Recently Impacted by a workforce reduction? Are you feeling overwhelmed and uncertain what to do? Below are five items to keep in mind as you go through this critical time and transition:

  1. First and foremost know that your value has not decreased. You offer a unique set of skills and experiences that are of great value. Just because your employer no longer saw this value doesn’t mean it doesn’t exist. You were hired initially because of the gifts you brought to the organization. Over time businesses change and the skills and experiences once required may no longer be needed. Perhaps your employer was ineffective in leading employees through business changes and developing individuals for success. Or perhaps you did not embrace the changes and were no longer engaged. Whatever the catalyst, don’t lose confidence in your value.
  2. You are not alone. It is not uncommon to have been impacted by a RIF (reduction in force) at some point in our work lives. Recruiters and hiring leaders more often than not see resumes from individuals that have been through some reduction or transition and don’t disqualify candidates based on this. More importantly is how you explain your job transition. If you are negative and resentful this will turn off prospective employers. They are looking for individuals who can overcome challenges and remain positive.
  3. Take time to grieve. You have experienced a significant loss; especially those that have many years of service and relationships they are leaving behind. It is natural to be angry, sad, or depressed. Others may find a sense of relief and happiness if they were unhappy in their job. Don’t let anyone dictate to you how you should feel. No matter what you feel, anger or relief, take time to grieve your loss. Your job was a large part of yourself. We often define ourselves by our work so it is natural to question your life purpose after a job loss.
  4. Take time to reflect. While you are in-between jobs or deciding on what to do next, take time for personal reflection and assessing your life goals. Think about the job you left. What did you like? What were some of the pain points that you’d want to avoid in future roles? What brought you the most joy? What is your true passion?

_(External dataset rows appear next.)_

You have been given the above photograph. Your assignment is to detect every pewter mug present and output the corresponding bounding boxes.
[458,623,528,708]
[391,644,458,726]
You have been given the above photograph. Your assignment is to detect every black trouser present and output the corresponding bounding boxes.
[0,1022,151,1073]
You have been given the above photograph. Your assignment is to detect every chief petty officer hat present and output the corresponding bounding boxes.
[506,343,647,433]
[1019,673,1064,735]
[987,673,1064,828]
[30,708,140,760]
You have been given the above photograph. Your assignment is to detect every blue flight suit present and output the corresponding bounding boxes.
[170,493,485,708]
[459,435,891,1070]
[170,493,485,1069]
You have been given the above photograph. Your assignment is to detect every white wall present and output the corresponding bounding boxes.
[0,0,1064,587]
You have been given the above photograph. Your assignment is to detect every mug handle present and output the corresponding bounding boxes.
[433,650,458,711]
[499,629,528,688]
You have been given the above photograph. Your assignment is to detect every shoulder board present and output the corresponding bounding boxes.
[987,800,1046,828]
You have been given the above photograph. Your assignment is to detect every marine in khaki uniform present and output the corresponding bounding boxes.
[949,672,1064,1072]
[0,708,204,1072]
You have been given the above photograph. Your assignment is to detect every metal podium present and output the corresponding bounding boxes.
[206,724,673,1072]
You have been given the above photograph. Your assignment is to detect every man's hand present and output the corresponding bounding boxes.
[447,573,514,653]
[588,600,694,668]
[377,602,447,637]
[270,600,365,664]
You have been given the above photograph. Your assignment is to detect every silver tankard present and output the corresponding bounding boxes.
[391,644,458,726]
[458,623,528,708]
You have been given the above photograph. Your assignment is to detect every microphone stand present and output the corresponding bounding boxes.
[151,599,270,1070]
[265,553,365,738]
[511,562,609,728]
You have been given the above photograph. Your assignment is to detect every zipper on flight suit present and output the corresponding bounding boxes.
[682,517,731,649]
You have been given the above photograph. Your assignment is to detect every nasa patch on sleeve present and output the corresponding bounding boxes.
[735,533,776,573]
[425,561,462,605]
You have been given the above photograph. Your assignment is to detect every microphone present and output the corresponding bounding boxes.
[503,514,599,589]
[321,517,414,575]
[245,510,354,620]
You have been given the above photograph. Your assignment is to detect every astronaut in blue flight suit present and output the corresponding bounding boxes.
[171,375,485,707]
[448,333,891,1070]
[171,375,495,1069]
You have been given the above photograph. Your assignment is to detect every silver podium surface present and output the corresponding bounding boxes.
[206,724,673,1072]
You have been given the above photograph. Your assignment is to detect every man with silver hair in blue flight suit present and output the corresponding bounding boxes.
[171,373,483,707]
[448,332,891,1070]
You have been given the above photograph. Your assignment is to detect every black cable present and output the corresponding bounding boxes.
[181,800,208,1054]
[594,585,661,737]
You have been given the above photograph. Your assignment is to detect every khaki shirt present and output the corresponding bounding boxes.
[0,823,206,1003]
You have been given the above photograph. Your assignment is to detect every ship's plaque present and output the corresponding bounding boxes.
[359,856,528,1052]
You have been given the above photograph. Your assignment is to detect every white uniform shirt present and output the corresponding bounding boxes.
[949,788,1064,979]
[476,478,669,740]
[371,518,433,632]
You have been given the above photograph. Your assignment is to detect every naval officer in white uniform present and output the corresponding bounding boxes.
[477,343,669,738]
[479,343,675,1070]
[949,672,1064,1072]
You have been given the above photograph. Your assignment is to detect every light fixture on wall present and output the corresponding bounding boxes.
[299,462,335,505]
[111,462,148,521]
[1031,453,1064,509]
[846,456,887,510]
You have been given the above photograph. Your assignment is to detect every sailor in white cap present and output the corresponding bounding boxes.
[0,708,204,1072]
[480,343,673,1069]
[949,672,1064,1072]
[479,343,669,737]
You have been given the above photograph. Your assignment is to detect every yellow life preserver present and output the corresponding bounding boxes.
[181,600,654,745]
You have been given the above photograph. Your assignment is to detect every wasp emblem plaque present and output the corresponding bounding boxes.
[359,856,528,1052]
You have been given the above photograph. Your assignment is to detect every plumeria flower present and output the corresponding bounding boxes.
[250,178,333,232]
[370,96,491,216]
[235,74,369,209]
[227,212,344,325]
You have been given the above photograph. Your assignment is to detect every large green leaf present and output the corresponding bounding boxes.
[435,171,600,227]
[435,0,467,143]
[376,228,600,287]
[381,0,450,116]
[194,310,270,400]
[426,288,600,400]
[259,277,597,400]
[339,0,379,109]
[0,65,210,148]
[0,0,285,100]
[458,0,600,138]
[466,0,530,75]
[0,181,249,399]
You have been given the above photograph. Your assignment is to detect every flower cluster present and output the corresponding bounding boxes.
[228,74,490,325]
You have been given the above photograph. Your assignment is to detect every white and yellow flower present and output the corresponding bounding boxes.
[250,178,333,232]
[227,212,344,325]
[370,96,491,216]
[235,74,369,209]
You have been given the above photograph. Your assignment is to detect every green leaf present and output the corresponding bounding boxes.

  5. Take advantage of available resources. Leverage your personal network, family and friends. They want to help and provide support, but often don’t know how to approach someone who lost their job. Also, your employer may have provided support through outplacement services as part of your transition benefits. If not, or to obtain additional personalized support, consider contacting a career coach such as HRCoaching4U to connect with an experienced professional who can guide you through the transition process whether you plan to return to the workforce, retire, or pursue other endeavors like entrepreneurship.

May you find peace and prosperity in whatever path you choose to follow.